The Fruit of the Spirit isn’t natural. It needs to be cultivated – intentionally developed in our lives. But that’s what we want! Because we want to be more than animals – we want to be supernatural, the way we were created to be. And that can start with a decision to act kindly towards others, including being patient and seeking peace in all things, because the joy of God’s relationship with us gives us the ability to choose to love even where we might have thought that was impossible in the past.
If you’re with me, if you’re willing to strive to listen to the Spirit and act with patient and intentional kindness this week and hopefully from then on into eternity, let me hear you say Amen.
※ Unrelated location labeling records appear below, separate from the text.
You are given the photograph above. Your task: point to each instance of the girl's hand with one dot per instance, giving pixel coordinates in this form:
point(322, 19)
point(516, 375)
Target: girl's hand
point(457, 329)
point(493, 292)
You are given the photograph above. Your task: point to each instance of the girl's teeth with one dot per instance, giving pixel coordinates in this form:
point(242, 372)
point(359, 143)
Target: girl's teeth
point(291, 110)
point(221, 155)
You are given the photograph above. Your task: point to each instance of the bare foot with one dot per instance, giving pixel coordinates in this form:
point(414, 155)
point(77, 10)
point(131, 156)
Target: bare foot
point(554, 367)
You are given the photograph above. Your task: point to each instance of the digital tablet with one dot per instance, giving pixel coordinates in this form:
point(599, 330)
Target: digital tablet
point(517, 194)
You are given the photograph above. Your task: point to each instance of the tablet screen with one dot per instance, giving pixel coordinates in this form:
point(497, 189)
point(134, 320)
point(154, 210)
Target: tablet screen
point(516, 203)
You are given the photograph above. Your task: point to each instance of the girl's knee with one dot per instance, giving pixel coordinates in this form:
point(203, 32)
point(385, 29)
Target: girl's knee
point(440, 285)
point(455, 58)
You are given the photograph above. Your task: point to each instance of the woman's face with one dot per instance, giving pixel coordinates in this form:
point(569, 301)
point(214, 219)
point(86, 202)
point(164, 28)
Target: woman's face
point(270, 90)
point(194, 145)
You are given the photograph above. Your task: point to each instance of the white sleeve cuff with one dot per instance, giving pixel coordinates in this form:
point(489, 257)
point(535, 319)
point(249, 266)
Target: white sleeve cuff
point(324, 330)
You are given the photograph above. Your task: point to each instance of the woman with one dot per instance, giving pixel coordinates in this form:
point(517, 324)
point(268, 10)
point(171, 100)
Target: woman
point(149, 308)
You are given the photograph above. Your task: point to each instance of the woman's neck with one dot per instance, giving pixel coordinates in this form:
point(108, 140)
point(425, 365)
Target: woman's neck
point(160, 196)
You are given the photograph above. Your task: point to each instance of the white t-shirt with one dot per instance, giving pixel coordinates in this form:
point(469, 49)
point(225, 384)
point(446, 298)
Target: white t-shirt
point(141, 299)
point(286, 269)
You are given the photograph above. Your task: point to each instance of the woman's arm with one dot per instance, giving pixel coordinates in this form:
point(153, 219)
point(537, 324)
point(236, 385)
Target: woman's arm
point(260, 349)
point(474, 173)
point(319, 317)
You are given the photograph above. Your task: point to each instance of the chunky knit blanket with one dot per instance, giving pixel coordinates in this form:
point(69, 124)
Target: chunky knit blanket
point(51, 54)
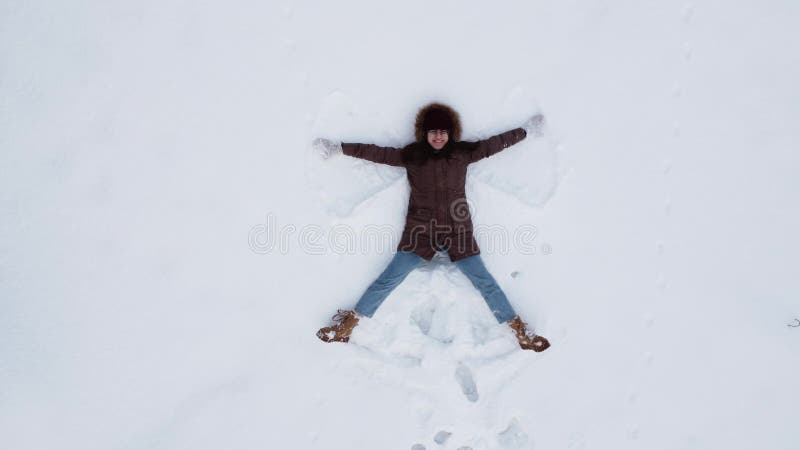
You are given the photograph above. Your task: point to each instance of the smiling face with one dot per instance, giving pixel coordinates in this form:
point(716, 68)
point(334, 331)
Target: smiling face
point(437, 138)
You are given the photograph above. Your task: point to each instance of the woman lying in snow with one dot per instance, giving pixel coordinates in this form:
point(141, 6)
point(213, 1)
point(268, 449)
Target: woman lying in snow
point(438, 216)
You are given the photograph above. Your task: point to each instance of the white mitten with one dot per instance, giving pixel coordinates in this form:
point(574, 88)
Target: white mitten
point(326, 148)
point(534, 125)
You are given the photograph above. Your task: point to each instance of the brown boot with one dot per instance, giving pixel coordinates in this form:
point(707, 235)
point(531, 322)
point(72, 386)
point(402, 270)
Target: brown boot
point(345, 320)
point(527, 339)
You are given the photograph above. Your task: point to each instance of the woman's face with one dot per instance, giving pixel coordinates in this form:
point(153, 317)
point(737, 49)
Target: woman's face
point(437, 138)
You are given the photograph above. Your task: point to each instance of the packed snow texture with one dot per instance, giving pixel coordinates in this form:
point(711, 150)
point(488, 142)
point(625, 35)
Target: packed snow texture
point(167, 249)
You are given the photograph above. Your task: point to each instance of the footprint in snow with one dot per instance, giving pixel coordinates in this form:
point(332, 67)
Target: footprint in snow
point(467, 382)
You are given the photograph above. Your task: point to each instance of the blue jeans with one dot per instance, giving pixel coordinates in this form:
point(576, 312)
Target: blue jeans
point(404, 262)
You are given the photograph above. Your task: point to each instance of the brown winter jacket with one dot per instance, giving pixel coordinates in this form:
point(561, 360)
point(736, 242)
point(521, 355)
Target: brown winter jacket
point(438, 213)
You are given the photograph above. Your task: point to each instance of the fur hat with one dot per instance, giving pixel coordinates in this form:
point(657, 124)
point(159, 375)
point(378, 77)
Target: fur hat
point(437, 116)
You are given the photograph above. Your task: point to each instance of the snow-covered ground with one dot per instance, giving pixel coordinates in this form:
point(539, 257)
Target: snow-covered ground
point(170, 243)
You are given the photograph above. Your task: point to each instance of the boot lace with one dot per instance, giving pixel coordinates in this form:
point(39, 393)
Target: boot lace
point(341, 315)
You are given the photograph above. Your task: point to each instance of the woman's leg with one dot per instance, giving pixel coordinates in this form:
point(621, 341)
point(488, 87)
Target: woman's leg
point(480, 277)
point(401, 265)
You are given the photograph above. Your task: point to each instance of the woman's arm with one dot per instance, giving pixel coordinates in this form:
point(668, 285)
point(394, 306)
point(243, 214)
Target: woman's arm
point(374, 153)
point(495, 144)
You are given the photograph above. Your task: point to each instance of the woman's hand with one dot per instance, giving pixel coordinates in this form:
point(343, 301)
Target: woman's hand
point(326, 148)
point(534, 125)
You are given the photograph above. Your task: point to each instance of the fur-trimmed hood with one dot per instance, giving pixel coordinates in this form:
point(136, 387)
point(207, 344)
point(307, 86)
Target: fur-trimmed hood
point(419, 132)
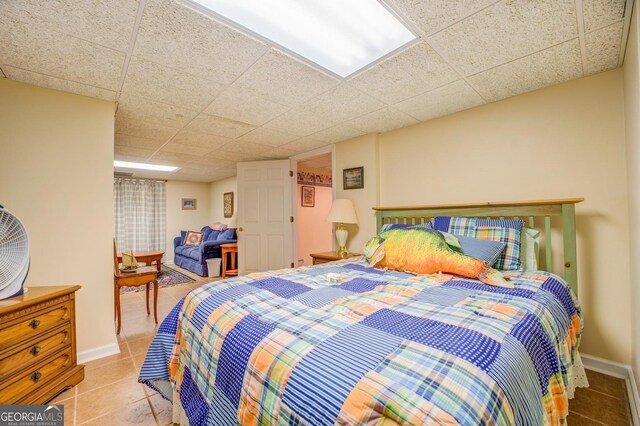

[1] The New International Version. (2011). (Ga 5:16–17). Grand Rapids, MI: Zondervan.
[2] The New International Version. (2011). (Ga 5:19–21). Grand Rapids, MI: Zondervan.
[3] The New International Version. (2011). (Ga 5:22–23). Grand Rapids, MI: Zondervan.
[4] The New International Version. (2011). (Ps 103:8). Grand Rapids, MI: Zondervan.
[5] The New International Version. (2011). (Joe 2:12–13). Grand Rapids, MI: Zondervan.
[6] The New International Version. (2011). (Jon 4:2). Grand Rapids, MI: Zondervan.
[7] The New International Version. (2011). (Jon 4:10–11). Grand Rapids, MI: Zondervan.
[8] The New International Version. (2011). (Mt 18:21). Grand Rapids, MI: Zondervan.
[9] The New International Version. (2011). (Mt 18:22). Grand Rapids, MI: Zondervan.
[10] The New International Version. (2011). (Mt 18:33). Grand Rapids, MI: Zondervan.
[11] The New International Version. (2011). (Eph 4:1–2). Grand Rapids, MI: Zondervan.
[12] AMG Bible Illustrations. (2000). Chattanooga: AMG Publishers.